Title: Economic Calendar Preview: What to Expect from July CPI and Retail Sales Reports
As the world’s best investment manager and financial market journalist, I am here to provide you with a comprehensive analysis of the upcoming economic data releases that will impact the financial markets this week. In this article, we will delve into the significance of Wednesday’s July CPI and Thursday’s July Retail Sales reports, which are eagerly awaited by investors and analysts alike.
The focus will be on the Core CPI and Core PCE data, as experts anticipate a decline in these key inflation indicators. With a 3.94% inflation rate, investors may struggle to achieve a real return on their investments without potential fed funds rate reductions in the near future.
Additionally, we will look at Walmart’s fiscal Q2 ’25 earnings report on Thursday morning, along with July Retail Sales figures. As a major player in the retail industry with a projected revenue of $703 billion in fiscal 2026, Walmart’s performance will provide valuable insights into the state of consumer spending in America.
Furthermore, we will examine the latest S&P 500 earnings data, including forward estimates, PE ratios, and earnings yield. The analysis will highlight sector-specific trends in expected EPS growth rates for full-year 2024, with a focus on financials, communications services, and technology.
Lastly, we will explore inflation expectations and their impact on the economy and stock market. The upcoming Michigan Consumer Sentiment Index report will shed light on inflation expectations, which are crucial indicators of future economic trends.
In conclusion, the financial markets are poised for volatility as key economic data releases and earnings reports come to the fore. Investors should pay close attention to these developments to make informed decisions about their portfolios. Stay tuned for more updates on market trends and analysis in the coming weeks.
The S&P 500 is Oversold on Sentiment Basis: What Does This Mean for Your Investments?

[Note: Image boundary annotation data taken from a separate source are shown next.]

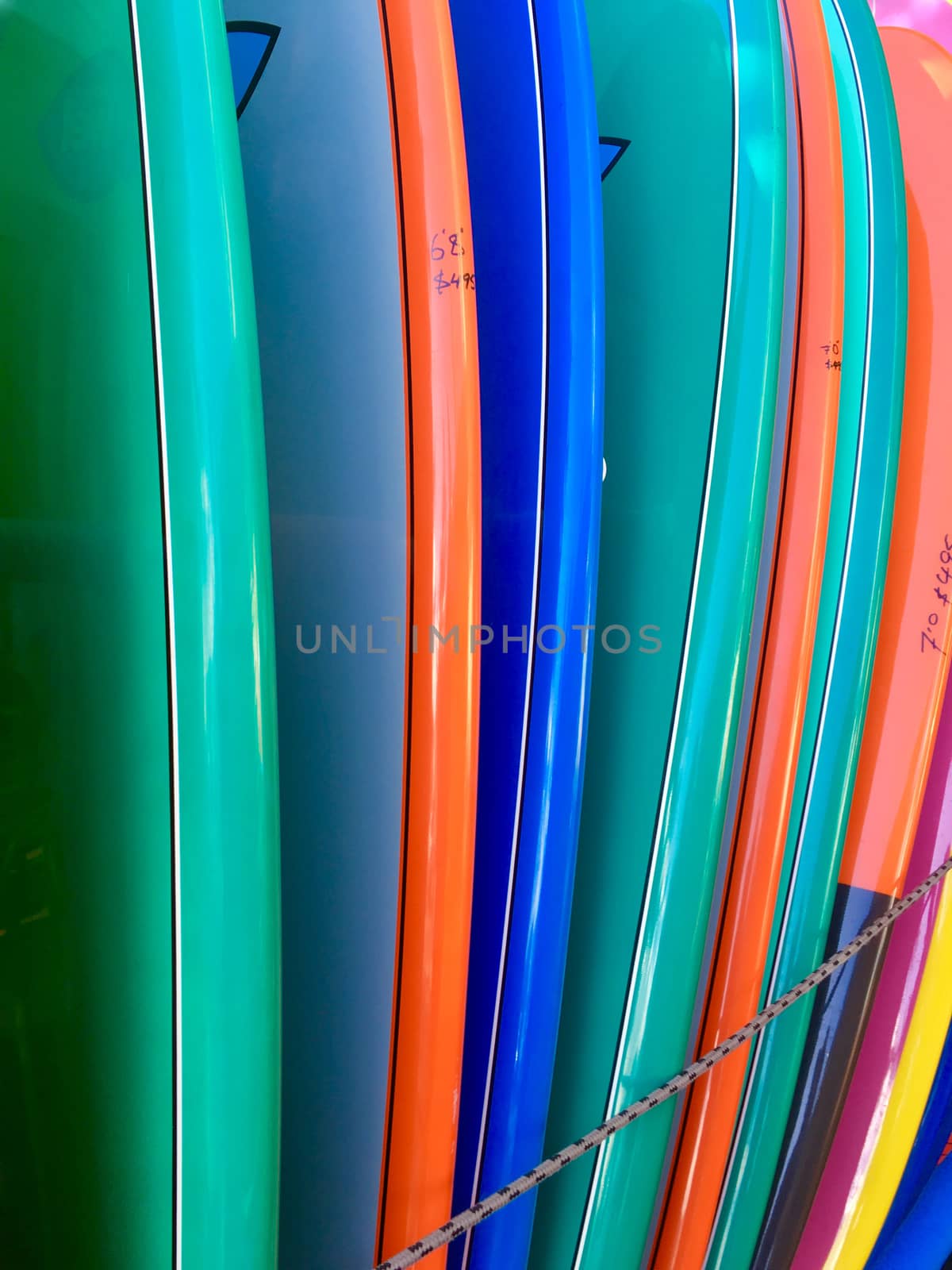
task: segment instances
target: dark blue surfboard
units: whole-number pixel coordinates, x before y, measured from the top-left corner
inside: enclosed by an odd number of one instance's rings
[[[602,483],[600,154],[581,0],[452,0],[479,274],[476,880],[454,1209],[542,1153],[579,824]],[[505,85],[505,91],[500,90]],[[534,1196],[458,1240],[528,1256]]]
[[[892,1200],[889,1217],[880,1232],[872,1261],[892,1242],[900,1227],[904,1227],[932,1177],[935,1161],[946,1149],[949,1137],[952,1137],[952,1029],[946,1036],[935,1078],[929,1091],[929,1101],[925,1104],[922,1124],[902,1172],[902,1181],[899,1184],[896,1198]]]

As the market opens on Monday morning following a drop in Japan’s market, the S&P 500 is now considered oversold on a sentiment basis. This may sound alarming, but in reality, very little actual price damage has been done to the S&P 500. This is simply a "correction phase" that many investors go through.
This correction was necessary to address an overbought situation that was prevalent among large-cap and mega-cap tech stocks. While it may seem concerning, it is actually a healthy adjustment for the market.
Investing always comes with risks, and past performance is not indicative of future results. It is important to remember that investing can lead to losses, even in the short term. All data mentioned in this article is sourced from LSEG.com.
In conclusion, while the market may seem volatile at times, it is important to stay informed and make educated decisions when it comes to your investments. By understanding market corrections and being prepared for them, you can navigate the ups and downs of the financial world with confidence.